Default has not been at issue in the current debacle in Washington, DC. Rather, it is the fear of default that has been used so effectively as the hammer by the so-called "adults" in the political establishment. Why the language of default risk persists is itself an interesting question, as a bi-partisan spectrum of Congressional leaders and pundits continue to push the default crisis paradigm. More curious still is why it continues to hold sway.

This week, that leverage was brought to bear in full force on the radical members of the House Republican caucus, as those House members finally cow-towed to their elders. Just at the moment of their greatest power, the recalcitrant House members were brought to heel by the John McCains and Mitch McConnells who knew well that a rapid deceleration of federal spending would hurt Republican constituencies as well as Democrat, and who had much to fear of a failure to raise the spending cap. If the House radicals had held firm for one more week—and no default transpired—the Washington debate would have been turned on its head. Instead of raising the debt ceiling to resolve a purported crisis, in such a post-August 2nd world with no threats of default and bond market calamities, raising the debt ceiling would only be done once there was explicit agreement on what actually spending warranted incurring new debt.

In such a post-August 2nd world—where no default had occurred—the debate would return to a debate on spending—which has always been the central issue. But in that new world, the debt ceiling would remain in place, effectively forcing a balancing of revenues and outlays unless the votes could be cobbled together to specifically authorize new debt.

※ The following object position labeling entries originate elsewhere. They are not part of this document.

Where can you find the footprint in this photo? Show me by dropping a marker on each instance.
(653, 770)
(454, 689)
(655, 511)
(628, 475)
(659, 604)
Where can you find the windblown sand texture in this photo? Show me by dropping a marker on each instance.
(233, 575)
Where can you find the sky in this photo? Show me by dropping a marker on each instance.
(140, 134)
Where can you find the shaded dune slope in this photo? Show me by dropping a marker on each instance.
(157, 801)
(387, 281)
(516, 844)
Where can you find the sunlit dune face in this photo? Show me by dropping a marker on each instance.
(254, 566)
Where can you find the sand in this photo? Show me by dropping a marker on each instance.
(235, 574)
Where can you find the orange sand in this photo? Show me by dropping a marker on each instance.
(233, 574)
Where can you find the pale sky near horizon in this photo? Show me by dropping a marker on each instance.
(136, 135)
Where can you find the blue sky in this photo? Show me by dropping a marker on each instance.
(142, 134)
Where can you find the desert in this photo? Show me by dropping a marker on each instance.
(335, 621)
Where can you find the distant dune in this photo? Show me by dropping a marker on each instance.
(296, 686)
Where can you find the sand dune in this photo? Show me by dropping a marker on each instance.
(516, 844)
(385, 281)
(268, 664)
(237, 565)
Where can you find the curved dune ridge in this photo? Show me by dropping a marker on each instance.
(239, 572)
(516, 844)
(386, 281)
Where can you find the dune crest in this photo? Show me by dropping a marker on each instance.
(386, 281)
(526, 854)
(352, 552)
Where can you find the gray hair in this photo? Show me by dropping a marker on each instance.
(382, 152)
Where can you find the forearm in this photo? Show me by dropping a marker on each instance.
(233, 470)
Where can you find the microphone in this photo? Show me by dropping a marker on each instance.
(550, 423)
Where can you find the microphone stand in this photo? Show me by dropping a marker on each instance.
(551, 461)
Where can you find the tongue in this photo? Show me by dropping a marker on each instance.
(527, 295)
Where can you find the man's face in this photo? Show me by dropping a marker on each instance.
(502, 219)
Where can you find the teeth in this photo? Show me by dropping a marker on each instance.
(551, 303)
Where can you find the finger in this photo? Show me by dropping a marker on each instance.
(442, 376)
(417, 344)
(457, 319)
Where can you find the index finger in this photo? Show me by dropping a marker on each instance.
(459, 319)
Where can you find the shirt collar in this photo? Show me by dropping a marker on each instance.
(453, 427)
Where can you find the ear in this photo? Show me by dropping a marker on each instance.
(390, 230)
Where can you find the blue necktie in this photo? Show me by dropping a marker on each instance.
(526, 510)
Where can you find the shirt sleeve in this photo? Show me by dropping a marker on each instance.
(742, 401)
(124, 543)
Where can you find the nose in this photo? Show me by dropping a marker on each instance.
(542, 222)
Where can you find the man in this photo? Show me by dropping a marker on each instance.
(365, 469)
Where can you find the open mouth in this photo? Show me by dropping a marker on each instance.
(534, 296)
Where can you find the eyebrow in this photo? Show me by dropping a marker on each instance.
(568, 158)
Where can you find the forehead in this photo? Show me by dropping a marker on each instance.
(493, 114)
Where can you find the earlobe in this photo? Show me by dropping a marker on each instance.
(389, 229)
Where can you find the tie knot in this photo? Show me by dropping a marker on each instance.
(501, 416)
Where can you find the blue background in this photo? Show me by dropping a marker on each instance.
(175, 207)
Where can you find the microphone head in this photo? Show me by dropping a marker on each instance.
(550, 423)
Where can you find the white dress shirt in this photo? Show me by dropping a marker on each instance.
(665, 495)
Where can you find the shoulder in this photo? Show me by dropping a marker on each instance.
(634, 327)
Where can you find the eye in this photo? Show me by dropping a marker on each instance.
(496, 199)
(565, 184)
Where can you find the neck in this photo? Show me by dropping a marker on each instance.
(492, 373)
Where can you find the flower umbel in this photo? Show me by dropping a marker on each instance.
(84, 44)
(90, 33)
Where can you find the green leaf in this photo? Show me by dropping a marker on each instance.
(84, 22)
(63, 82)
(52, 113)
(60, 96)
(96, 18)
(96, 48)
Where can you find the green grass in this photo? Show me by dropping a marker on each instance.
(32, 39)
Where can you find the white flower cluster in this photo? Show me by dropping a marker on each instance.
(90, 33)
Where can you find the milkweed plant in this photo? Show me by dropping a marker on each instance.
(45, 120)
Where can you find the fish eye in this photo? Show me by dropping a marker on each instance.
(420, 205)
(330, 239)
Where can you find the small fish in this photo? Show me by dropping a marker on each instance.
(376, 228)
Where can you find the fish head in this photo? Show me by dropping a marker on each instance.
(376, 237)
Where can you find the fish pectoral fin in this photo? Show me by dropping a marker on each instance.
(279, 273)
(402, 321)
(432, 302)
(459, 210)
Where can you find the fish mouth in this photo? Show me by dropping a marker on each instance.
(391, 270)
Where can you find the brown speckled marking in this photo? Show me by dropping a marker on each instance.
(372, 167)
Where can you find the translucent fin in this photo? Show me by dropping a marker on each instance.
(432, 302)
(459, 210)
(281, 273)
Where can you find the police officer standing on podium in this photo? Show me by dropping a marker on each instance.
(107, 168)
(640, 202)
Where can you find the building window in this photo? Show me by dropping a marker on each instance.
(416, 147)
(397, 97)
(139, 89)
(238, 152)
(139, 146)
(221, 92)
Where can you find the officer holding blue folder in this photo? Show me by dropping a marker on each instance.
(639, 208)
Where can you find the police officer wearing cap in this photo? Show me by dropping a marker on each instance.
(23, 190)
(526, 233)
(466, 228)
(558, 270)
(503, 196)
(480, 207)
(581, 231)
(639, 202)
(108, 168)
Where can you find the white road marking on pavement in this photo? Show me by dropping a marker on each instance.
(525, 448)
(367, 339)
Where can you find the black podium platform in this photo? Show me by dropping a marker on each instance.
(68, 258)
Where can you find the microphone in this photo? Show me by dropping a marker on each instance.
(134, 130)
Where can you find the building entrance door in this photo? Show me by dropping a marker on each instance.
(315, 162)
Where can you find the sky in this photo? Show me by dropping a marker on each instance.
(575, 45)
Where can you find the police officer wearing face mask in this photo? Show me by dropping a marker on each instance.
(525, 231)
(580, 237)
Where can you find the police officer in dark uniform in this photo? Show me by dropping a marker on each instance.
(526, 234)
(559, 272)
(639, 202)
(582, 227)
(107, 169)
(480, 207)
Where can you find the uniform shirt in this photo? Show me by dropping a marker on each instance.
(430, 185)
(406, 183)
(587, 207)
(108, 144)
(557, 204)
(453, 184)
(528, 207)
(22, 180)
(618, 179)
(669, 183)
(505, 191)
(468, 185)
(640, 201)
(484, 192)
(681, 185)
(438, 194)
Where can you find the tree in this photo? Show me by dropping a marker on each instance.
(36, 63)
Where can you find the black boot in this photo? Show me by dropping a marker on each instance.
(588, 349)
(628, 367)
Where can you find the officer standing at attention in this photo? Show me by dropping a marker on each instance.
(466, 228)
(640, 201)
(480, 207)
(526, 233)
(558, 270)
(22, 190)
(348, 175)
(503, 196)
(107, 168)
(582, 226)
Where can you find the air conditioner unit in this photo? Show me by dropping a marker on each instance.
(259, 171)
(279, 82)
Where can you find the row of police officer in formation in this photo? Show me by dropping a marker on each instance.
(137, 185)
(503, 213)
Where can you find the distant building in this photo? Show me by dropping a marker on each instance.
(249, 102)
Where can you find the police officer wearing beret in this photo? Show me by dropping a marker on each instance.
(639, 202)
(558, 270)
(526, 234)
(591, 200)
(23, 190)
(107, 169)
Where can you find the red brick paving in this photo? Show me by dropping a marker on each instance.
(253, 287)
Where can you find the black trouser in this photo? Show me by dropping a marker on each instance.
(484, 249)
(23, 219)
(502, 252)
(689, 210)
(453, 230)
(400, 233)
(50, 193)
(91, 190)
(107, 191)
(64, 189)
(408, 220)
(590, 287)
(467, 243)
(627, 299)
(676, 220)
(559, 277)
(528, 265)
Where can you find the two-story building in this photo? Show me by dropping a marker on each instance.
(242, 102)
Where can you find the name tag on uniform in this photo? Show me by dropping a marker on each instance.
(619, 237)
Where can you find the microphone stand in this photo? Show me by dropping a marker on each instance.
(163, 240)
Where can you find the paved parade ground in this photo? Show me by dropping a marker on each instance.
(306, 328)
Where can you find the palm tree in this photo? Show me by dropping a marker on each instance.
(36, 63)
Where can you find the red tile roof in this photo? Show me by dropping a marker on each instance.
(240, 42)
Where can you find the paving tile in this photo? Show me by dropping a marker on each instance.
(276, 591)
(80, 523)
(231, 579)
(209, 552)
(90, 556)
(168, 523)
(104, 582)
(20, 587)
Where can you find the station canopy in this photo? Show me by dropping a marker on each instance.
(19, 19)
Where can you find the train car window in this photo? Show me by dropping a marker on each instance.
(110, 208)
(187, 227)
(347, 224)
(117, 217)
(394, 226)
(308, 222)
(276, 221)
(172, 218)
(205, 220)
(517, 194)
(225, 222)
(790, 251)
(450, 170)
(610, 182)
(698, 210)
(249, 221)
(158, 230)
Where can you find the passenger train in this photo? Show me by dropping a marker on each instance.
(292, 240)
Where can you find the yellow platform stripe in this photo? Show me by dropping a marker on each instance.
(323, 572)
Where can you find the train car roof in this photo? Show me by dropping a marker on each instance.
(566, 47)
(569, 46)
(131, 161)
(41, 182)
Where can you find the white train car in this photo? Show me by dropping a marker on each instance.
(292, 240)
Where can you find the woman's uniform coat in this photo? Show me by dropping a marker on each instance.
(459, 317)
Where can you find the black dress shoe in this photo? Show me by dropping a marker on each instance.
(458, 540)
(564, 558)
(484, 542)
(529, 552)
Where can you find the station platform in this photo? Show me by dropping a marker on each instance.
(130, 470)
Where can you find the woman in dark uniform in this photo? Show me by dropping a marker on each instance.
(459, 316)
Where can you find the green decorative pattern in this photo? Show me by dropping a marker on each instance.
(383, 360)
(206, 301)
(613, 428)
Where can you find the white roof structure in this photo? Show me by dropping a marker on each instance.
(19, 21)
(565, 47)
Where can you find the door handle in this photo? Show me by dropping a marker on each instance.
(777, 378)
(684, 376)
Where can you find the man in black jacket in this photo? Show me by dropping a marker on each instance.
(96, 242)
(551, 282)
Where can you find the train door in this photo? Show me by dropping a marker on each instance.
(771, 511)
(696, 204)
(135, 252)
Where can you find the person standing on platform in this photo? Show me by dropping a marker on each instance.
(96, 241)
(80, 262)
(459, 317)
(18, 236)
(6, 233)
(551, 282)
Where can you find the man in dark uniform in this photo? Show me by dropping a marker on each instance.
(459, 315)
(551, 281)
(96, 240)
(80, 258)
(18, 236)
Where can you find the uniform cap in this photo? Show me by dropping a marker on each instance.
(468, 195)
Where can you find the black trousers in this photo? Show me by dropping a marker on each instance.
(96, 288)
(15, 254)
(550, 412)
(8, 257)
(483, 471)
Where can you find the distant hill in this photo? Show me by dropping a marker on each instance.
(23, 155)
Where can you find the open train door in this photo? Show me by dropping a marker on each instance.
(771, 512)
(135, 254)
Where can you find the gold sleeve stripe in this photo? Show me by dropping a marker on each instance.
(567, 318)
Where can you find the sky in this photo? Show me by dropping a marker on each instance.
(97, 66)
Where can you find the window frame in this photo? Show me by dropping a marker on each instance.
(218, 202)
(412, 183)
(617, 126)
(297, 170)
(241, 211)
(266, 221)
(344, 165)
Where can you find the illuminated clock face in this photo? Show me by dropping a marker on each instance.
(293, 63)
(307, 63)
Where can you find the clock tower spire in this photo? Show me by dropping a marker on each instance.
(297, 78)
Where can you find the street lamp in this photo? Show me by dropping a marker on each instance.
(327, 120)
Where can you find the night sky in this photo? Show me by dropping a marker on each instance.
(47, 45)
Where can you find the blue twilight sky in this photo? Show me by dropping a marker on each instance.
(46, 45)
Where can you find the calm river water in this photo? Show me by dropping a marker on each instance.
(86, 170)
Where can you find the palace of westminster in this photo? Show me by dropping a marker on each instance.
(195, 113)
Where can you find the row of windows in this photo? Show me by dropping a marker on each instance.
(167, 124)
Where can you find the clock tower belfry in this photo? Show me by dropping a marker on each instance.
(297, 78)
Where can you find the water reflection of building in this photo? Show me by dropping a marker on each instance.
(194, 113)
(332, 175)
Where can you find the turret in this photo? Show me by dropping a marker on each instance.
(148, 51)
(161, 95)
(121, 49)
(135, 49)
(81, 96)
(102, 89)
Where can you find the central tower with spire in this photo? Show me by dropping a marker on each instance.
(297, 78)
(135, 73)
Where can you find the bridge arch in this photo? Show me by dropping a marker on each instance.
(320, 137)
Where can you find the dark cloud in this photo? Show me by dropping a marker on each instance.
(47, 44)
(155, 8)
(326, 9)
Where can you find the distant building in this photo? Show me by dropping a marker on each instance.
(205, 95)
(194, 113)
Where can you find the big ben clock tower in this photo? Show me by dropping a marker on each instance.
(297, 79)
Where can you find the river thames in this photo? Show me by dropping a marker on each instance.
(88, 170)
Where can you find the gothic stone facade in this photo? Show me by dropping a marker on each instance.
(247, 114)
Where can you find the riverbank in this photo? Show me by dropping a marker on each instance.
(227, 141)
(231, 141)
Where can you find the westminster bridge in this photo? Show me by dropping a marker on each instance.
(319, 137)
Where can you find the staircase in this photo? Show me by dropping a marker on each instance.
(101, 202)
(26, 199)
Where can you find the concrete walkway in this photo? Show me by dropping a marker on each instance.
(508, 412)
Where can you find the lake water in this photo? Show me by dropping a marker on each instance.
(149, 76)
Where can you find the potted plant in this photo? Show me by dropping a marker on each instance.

And what an odd world that would be—and we already began to see hints of the arguments that would be made: Soldiers in Afghanistan are worried they may not get their paychecks. The first argument for "patriotic" spending. Then it will be the Medicare recipients. Then Medicaid. And the farmers. Mortgage brokers. Defense contractors. Voting blocks. Major contributors.

What would that world look like, when every tax cut, every tax expenditure, every spending program and every military venture was on the table. Each one with a voting block, each one with a constituency, but each one having to be justified in the full light of day: Are we willing to pay for this? Or are we willing to vote to borrow money for this?

That is the world no one wants to see. And when the House radicals wake up on Wednesday, and see the rare opportunity that passed them by—and that it was their own leadership that sold them out—there should be hell to pay.